Decorators have become popular thanks to their use in Angular 2+. In Angular, decorators are available thanks to TypeScript, but in JavaScript they’re currently a stage 2 proposal, meaning they should be part of a future update to the language. Let’s take a look at what decorators are, and how they can be used to make your code cleaner and more easily understandable.
What is a Decorator?
In its simplest form, a decorator is simply a way of wrapping one piece of code with another — literally “decorating” it. This is a concept you might well have heard of previously as functional composition, or higher-order functions.
This is already possible in standard JavaScript for many use cases, simply by calling on one function to wrap another:
function doSomething(name) {
console.log('Hello, ' + name);
}
function loggingDecorator(wrapped) {
return function() {
console.log('Starting');
const result = wrapped.apply(this, arguments);
console.log('Finished');
return result;
}
}
const wrapped = loggingDecorator(doSomething);
This example produces a new function — in the variable wrapped
— that can be called exactly the same way as the doSomething
function, and will do exactly the same thing. The difference is that it will do some logging before and after the wrapped function is called:
doSomething('Graham');
// Hello, Graham
wrapped('Graham');
// Starting
// Hello, Graham
// Finished
How to Use JavaScript Decorators
Decorators use a special syntax in JavaScript, whereby they are prefixed with an @
symbol and placed immediately before the code being decorated.
Note: at the time of writing, the decorators are currently in “Stage 2 Draft” form, meaning that they are mostly finished but still subject to changes.
It’s possible to use as many decorators on the same piece of code as you desire, and they’ll be applied in the order that you declare them.
For example:
@log()
@immutable()
class Example {
@time('demo')
doSomething() {
//
}
}
This defines a class and applies three decorators — two to the class itself, and one to a property of the class:
@log
could log all access to the class@immutable
could make the class immutable — maybe it callsObject.freeze
on new instances@time
will record how long a method takes to execute and log this out with a unique tag.
At present, using decorators requires transpiler support, since no current browser or Node release has support for them yet.
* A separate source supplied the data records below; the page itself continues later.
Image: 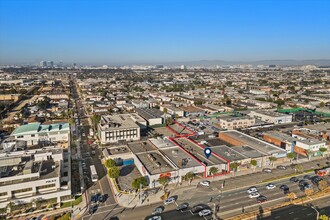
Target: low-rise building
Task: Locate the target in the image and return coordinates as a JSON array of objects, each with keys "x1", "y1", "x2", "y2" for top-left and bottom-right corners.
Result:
[
  {"x1": 10, "y1": 122, "x2": 70, "y2": 146},
  {"x1": 249, "y1": 110, "x2": 292, "y2": 124},
  {"x1": 98, "y1": 114, "x2": 140, "y2": 144}
]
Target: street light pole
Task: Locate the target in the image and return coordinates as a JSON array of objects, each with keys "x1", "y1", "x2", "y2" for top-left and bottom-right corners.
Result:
[{"x1": 311, "y1": 205, "x2": 320, "y2": 220}]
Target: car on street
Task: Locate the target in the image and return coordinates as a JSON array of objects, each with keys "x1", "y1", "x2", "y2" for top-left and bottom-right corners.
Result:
[
  {"x1": 148, "y1": 215, "x2": 162, "y2": 220},
  {"x1": 266, "y1": 183, "x2": 276, "y2": 190},
  {"x1": 164, "y1": 196, "x2": 175, "y2": 205},
  {"x1": 88, "y1": 205, "x2": 97, "y2": 215},
  {"x1": 304, "y1": 175, "x2": 311, "y2": 180},
  {"x1": 249, "y1": 192, "x2": 260, "y2": 199},
  {"x1": 151, "y1": 206, "x2": 163, "y2": 215},
  {"x1": 247, "y1": 186, "x2": 258, "y2": 194},
  {"x1": 279, "y1": 185, "x2": 289, "y2": 191},
  {"x1": 191, "y1": 205, "x2": 204, "y2": 213},
  {"x1": 290, "y1": 176, "x2": 299, "y2": 183},
  {"x1": 198, "y1": 209, "x2": 212, "y2": 216},
  {"x1": 256, "y1": 196, "x2": 267, "y2": 203},
  {"x1": 262, "y1": 168, "x2": 272, "y2": 173},
  {"x1": 199, "y1": 180, "x2": 210, "y2": 186},
  {"x1": 283, "y1": 188, "x2": 290, "y2": 195},
  {"x1": 276, "y1": 165, "x2": 286, "y2": 170},
  {"x1": 176, "y1": 202, "x2": 189, "y2": 211}
]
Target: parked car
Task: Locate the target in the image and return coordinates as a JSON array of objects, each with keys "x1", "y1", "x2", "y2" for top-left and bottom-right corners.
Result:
[
  {"x1": 257, "y1": 196, "x2": 267, "y2": 203},
  {"x1": 279, "y1": 185, "x2": 289, "y2": 191},
  {"x1": 290, "y1": 176, "x2": 299, "y2": 183},
  {"x1": 262, "y1": 168, "x2": 272, "y2": 173},
  {"x1": 304, "y1": 175, "x2": 311, "y2": 180},
  {"x1": 266, "y1": 183, "x2": 276, "y2": 190},
  {"x1": 148, "y1": 215, "x2": 162, "y2": 220},
  {"x1": 198, "y1": 209, "x2": 212, "y2": 216},
  {"x1": 247, "y1": 186, "x2": 258, "y2": 194},
  {"x1": 151, "y1": 206, "x2": 163, "y2": 215},
  {"x1": 199, "y1": 180, "x2": 210, "y2": 186},
  {"x1": 164, "y1": 196, "x2": 175, "y2": 205},
  {"x1": 276, "y1": 165, "x2": 286, "y2": 170},
  {"x1": 283, "y1": 188, "x2": 290, "y2": 195},
  {"x1": 191, "y1": 205, "x2": 204, "y2": 213},
  {"x1": 176, "y1": 202, "x2": 189, "y2": 211},
  {"x1": 249, "y1": 192, "x2": 260, "y2": 199}
]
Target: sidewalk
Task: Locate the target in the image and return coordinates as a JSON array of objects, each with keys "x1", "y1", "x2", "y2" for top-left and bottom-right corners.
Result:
[{"x1": 109, "y1": 158, "x2": 327, "y2": 208}]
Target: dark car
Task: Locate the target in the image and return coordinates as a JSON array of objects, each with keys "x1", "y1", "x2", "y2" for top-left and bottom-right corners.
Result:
[
  {"x1": 276, "y1": 165, "x2": 286, "y2": 170},
  {"x1": 283, "y1": 188, "x2": 290, "y2": 195},
  {"x1": 88, "y1": 205, "x2": 97, "y2": 215},
  {"x1": 279, "y1": 185, "x2": 289, "y2": 191},
  {"x1": 304, "y1": 175, "x2": 311, "y2": 180},
  {"x1": 191, "y1": 205, "x2": 204, "y2": 213},
  {"x1": 290, "y1": 176, "x2": 299, "y2": 183},
  {"x1": 257, "y1": 196, "x2": 267, "y2": 203},
  {"x1": 176, "y1": 202, "x2": 189, "y2": 211}
]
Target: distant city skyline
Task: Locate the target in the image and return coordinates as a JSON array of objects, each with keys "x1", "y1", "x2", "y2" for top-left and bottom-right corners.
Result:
[{"x1": 0, "y1": 0, "x2": 330, "y2": 65}]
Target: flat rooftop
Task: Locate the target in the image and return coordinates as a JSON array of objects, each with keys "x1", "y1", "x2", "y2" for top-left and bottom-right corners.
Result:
[
  {"x1": 136, "y1": 151, "x2": 175, "y2": 175},
  {"x1": 175, "y1": 138, "x2": 226, "y2": 166},
  {"x1": 209, "y1": 145, "x2": 248, "y2": 162},
  {"x1": 135, "y1": 108, "x2": 163, "y2": 120},
  {"x1": 98, "y1": 114, "x2": 140, "y2": 131},
  {"x1": 220, "y1": 130, "x2": 286, "y2": 155},
  {"x1": 254, "y1": 110, "x2": 288, "y2": 117}
]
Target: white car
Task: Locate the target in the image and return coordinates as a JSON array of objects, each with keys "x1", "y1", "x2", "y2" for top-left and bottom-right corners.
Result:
[
  {"x1": 198, "y1": 209, "x2": 212, "y2": 216},
  {"x1": 199, "y1": 180, "x2": 210, "y2": 186},
  {"x1": 266, "y1": 183, "x2": 276, "y2": 189},
  {"x1": 247, "y1": 186, "x2": 258, "y2": 194},
  {"x1": 164, "y1": 197, "x2": 175, "y2": 205},
  {"x1": 249, "y1": 192, "x2": 260, "y2": 199}
]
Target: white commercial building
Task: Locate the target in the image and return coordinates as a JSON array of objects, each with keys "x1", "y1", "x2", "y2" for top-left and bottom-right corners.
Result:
[
  {"x1": 0, "y1": 147, "x2": 71, "y2": 208},
  {"x1": 248, "y1": 110, "x2": 292, "y2": 124},
  {"x1": 10, "y1": 122, "x2": 70, "y2": 146},
  {"x1": 98, "y1": 114, "x2": 143, "y2": 144}
]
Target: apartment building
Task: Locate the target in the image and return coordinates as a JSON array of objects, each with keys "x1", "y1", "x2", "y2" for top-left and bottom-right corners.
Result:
[
  {"x1": 10, "y1": 122, "x2": 70, "y2": 146},
  {"x1": 0, "y1": 147, "x2": 71, "y2": 208},
  {"x1": 98, "y1": 114, "x2": 140, "y2": 144}
]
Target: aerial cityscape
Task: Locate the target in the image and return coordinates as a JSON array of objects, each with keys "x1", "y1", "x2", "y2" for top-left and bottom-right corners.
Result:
[{"x1": 0, "y1": 0, "x2": 330, "y2": 220}]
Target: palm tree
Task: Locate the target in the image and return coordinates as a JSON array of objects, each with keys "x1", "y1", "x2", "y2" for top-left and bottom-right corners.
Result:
[
  {"x1": 209, "y1": 167, "x2": 219, "y2": 178},
  {"x1": 269, "y1": 157, "x2": 277, "y2": 167},
  {"x1": 250, "y1": 160, "x2": 258, "y2": 171}
]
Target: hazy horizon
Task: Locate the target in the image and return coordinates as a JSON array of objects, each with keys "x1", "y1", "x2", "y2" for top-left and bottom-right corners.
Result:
[{"x1": 0, "y1": 0, "x2": 330, "y2": 65}]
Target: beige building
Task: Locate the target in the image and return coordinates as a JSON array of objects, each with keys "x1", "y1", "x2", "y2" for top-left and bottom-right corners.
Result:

If you’re using Babel, this is enabled simply by using the transform-decorators-legacy plugin.
Note: the use of the word “legacy” in this plugin is because it supports the Babel 5 way of handling decorators, which might well be different from the final form when they’re standardized.
Why Use Decorators?
Whilst functional composition is already possible in JavaScript, it’s significantly more difficult — or even impossible — to apply the same techniques to other pieces of code (e.g. classes and class properties).
The decorator proposal adds support for class and property decorators that can be used to resolve these issues, and future JavaScript versions will probably add decorator support for other troublesome areas of code.
Decorators also allow for a cleaner syntax for applying these wrappers around your code, resulting in something that detracts less from the actual intention of what you’re writing.